New wave of UK rental investors

07 September 2017

Kevin appleton

Kevin appleton

In recent weeks we have seen the completion of Lavendon Group’s acquisition by Loxam and, at the smaller end of the scale, the acquisition of Supply UK and its 25 tool and specialist hire centres across the UK. So does this represent some new wave of opportunity for would-be investors in the UK rental industry?

Let me offer some personal views on this. The UK remains Europe’s largest equipment rental market and, in the main, has offered better financial returns for investors than most other European markets (with the Nordics being the only area that, structurally, has produced stronger average returns on capital over a twenty year period).

This, I suspect, is down to the UK market having been around for a rather long time and, consequently, possessing a fair spread of experienced management talent who understand the essentials of how to make money from rental.

Whilst Speedy and HSS have had well-covered financial challenges of their own in recent years, this would not be reflective of the wider market and is more likely to be down to execution issues than market structure.

However, another side to the UK is that it has a hugely competitive (and simply huge) financial sector, relative to the overall economy. The financial sector offers asset-backed lending, traditional debt lending and private equity structures of various types to UK companies. This, in turn, means that capital is relatively freely available to rental businesses and, as a consequence, there is a tendency for the market to go through periods of overheating as more new entrants come into the market and are able to source equipment at attractive rates, with relatively little collateral.

Deeply affected

The UK was one of the most deeply affected rental markets during the last financial crisis along with Spain (which has a similarly disproportionate scale of hungry financial investors) and this must surely have been influenced by the levels of unsecured leverage generally present in the UK rental sector and consequent oversupply.

Whilst this normalised in the years after 2008, I hear more recent anecdotes suggesting that the market is, once again, awash with finance and this is usually a precursor to some kind of market correction.

Of course, the other side of this is the current weakness of Sterling. If there are periods of correction it is incredibly helpful to be able to offload excess equipment to other markets, via auctions or traditional traders. With the Pound at its current level, older ex-UK equipment is very attractive for international traders and it could be that this route would provide a pressure release valve for any demand imbalances that occur in the next couple of years.

The other point to make is that Loxam’s acquisition of Lavendon is only partly about the UK. It does give Loxam a much larger and very stable, profitable position in the UK market, but it also gives a platform for expanding the broader Loxam offer into the lucrative Middle East market.

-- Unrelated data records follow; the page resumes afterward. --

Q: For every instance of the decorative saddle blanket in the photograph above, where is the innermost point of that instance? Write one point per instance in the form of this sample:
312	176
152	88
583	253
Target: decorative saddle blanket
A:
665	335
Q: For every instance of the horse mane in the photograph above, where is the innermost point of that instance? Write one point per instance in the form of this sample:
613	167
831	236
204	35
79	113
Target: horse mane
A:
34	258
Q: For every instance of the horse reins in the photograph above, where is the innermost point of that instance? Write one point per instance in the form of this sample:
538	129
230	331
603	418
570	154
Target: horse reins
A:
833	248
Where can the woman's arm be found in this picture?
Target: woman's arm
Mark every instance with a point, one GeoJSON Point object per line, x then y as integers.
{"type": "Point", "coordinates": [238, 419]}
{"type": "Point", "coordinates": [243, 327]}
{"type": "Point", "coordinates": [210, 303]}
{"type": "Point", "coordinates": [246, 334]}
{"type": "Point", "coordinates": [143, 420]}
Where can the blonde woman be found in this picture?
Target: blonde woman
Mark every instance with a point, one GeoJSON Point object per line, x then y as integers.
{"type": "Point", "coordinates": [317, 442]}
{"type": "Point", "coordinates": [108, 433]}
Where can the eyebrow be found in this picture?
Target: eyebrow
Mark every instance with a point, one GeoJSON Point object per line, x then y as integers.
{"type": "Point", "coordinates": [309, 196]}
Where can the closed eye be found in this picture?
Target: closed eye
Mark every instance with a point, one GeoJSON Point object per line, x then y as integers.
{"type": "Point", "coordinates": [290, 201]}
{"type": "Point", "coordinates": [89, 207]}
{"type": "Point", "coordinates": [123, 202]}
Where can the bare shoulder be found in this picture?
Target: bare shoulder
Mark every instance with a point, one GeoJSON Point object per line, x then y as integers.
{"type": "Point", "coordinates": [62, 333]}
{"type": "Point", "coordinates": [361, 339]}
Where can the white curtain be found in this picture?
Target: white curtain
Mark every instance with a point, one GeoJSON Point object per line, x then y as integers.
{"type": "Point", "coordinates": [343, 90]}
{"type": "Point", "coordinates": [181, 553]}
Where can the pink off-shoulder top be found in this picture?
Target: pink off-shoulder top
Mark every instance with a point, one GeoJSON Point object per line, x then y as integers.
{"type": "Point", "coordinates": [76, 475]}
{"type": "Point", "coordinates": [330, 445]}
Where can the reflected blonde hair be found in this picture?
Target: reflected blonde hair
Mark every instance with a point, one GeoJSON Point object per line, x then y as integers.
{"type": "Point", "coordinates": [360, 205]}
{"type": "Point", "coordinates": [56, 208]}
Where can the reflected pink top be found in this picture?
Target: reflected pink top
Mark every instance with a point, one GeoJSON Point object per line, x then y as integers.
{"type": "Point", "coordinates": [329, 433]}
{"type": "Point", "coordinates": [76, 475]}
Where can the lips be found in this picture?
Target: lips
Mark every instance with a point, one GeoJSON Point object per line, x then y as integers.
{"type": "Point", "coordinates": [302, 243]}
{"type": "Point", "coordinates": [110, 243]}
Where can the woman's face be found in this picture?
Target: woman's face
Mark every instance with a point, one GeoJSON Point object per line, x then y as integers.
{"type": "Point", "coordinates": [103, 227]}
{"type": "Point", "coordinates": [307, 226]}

Furthermore it offers Loxam a depth of powered access management expertise across the Middle East and Western Europe, which is probably superior to its own and, if organisationally exploited, offers the possibility of bringing returns levels from the Loxam legacy fleet up to the levels historically achieved by Lavendon. If it is able to pull off both of these opportunities (and it’s a big if) then its investment will look to have been very successful.

So the UK is not a bad place to do business. It has a pretty solid and resilient rental market, although it does suffer from financial overheating on a periodic basis. It is likely, in my view, that the Brexit process, along with a weaker Pound, will have some dampening effect on construction demand in the near term.

However, neither Boels nor Loxam are making these investments for the near term. In that respect they probably have a natural advantage in the market, as UK companies have tended to be more short-term-minded in nature, sometimes looking more at where they are likely to be able to sell their business, rather than building a business for future generations. For any business determined to stick around and do the right things, there is money to be made.